7:45PM:Lenovo believes devices will be powered by the cloud. “We are transforming Lenovo from a leading personal computer company to a leading personal internet device company.” We heard that same quote earlier today when we were introduced to the Lenovo TV powered by Qualcomm’s Snapdragon processor.

7:44PM:Liu Jun the senior vice president of Lenovo is taking the stage to discuss the first smartphone powered by an Intel mobile processor (Medfield).

7:44PM:“It’s coming first to China, the largest smartphone market in the world with more than 100 million users.”

7:44PM:We wanted a no compromise experience on mobile phones and today I’m thrilled to announce that the best of Intel’s computing is now coming to smartphones. lots of cheering!

7:43PM:Only 10% of mobile device activity is related to voice calls.

7:42PM:“Today your smartphone has more computing power than existed in all of NASA in 1969.”

7:42PM:“Moore’s law isn’t about science, it’s about the human drive to innovate.”

7:41PM:“Only a few years ago we introduced our 32nm processor technology. Last year we introduced a revolutionary 3D transistor on 22nm technology. This is now shipping codenamed Ivy Bridge. It promises to redefine the computing experience once again. We have line of sight to 14nm technology.”

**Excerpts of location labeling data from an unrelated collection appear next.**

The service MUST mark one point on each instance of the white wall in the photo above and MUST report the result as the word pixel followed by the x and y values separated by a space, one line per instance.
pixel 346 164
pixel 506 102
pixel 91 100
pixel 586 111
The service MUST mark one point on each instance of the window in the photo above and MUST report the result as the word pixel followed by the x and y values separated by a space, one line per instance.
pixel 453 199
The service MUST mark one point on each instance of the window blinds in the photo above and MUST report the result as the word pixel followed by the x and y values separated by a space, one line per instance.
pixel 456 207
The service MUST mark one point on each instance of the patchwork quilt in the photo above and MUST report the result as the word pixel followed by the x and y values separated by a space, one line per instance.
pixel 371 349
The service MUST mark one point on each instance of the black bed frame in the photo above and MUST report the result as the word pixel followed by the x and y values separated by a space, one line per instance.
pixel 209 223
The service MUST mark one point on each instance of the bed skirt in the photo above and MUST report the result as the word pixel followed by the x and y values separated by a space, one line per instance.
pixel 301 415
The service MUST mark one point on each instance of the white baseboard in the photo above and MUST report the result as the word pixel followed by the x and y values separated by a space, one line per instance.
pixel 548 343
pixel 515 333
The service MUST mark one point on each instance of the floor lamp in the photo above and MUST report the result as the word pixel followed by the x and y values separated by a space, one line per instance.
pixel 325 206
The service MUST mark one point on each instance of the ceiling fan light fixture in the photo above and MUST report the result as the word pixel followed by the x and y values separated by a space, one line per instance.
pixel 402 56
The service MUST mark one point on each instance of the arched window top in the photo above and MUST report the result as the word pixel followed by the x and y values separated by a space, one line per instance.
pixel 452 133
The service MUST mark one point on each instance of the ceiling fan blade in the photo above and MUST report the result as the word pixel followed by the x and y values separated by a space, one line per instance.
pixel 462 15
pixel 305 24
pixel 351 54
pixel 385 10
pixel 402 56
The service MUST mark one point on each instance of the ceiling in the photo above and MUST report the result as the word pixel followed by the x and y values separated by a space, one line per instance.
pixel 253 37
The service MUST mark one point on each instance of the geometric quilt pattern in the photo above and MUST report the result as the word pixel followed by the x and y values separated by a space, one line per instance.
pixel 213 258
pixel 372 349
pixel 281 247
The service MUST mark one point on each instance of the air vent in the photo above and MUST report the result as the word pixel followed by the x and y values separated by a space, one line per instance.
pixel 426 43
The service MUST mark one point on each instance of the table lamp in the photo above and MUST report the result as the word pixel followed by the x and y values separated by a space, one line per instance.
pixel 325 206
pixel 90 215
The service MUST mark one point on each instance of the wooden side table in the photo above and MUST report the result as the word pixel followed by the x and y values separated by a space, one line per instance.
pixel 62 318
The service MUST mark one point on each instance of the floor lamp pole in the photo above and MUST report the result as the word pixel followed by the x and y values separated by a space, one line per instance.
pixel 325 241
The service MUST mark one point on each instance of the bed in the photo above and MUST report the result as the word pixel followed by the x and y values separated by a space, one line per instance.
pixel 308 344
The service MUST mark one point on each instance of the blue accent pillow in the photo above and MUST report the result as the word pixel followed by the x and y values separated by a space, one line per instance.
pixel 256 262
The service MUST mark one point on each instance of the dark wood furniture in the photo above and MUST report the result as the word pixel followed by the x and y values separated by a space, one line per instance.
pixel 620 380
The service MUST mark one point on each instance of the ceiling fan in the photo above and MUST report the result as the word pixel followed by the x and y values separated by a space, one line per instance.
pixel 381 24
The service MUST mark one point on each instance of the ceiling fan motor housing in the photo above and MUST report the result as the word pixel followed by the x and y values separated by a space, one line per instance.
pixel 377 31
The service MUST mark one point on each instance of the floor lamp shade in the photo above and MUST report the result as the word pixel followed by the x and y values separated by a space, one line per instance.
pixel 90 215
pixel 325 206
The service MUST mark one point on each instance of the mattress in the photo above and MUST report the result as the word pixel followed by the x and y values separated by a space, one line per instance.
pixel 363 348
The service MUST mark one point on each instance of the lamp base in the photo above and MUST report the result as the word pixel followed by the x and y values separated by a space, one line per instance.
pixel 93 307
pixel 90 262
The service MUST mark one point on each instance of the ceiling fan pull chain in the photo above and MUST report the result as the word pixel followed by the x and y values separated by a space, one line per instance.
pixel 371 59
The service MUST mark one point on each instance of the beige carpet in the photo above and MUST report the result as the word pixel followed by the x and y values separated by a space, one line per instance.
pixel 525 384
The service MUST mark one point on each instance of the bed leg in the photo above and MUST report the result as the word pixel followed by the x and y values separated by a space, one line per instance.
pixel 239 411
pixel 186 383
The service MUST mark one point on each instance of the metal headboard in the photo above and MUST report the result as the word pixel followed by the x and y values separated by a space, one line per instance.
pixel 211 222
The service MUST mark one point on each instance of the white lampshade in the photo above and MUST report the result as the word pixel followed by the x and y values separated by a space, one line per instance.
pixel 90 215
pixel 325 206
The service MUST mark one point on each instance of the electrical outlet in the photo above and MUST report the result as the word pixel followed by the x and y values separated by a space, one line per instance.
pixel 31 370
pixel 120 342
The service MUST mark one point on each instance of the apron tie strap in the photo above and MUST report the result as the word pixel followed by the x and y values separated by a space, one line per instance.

7:40PM:“In a mobile and cloud driven world, the standards of security have to be higher.” We’re not just talking about malware here.

7:39PM:“We want the same experience. Consistent computing means no compromise in quality or convenience. We want our devices to be aware of who we are, what we are and what we like. And most importantly our experiences must be secure.”

7:39PM:“We want our devices to think as fast as we do. We want them to be able to keep up with us.”

7:38PM:“Every time we design a new chip we ask what experiences do consumers want, what can they compromise on, and more importantly, what shouldn’t they compromise on?”

7:38PM:“What we’ve seen is nothing compared to what’s on the horizon. IT is really a re-definition of what can be done with power computing. I like to describe this migration as one that goes from the era of a personal computer to one of personal computing. It’s not about cameras or smartphones or PNDs, the devices themselves are less relevant. The more important question is: are we creating a better experience?”

7:37PM:Otellini started at Intel more than three decades ago. “I’ve had a great front-row seat on the greatest revolution in modern times.”

7:36PM:Intel CEO Paul Otellini is now taking the stage to much applause, and some whistling.

7:36PM:Lots of clapping for the video, weird.

7:34PM:Now we’re watching a quick clip about Intel and computing experiences. Hmm, we see a smartphone on the screen. Perhaps we’ll hear more about Intel’s new Medfield mobile processor, which should be landing in smartphones this year.

7:33PM:Shapiro says the ultrabook is reinventing the PC. Arguable that Apple was there first with the MacBook but we’ll let him slide on that one.

7:32PM:Today Intel is on pace to exceed $50 billion in revenue for 2011.

7:31PM:He’s introducing Paul Otellini who joined the company in 1974 and became the firm’s 5th CEO in 2005.

7:30PM:The president and CEO of the CEA Gary Shapiro is taking the stage.

7:29PM:Here we go starting to get things kicked off. “This place about to blow” is playing over the speakers just like it has at every other key note here.

7:28PM:Alright the lights are lowering now

7:26PM:Ok we were just told to take our seats and silence our phones so we should be getting kicked off in just a few minutes now.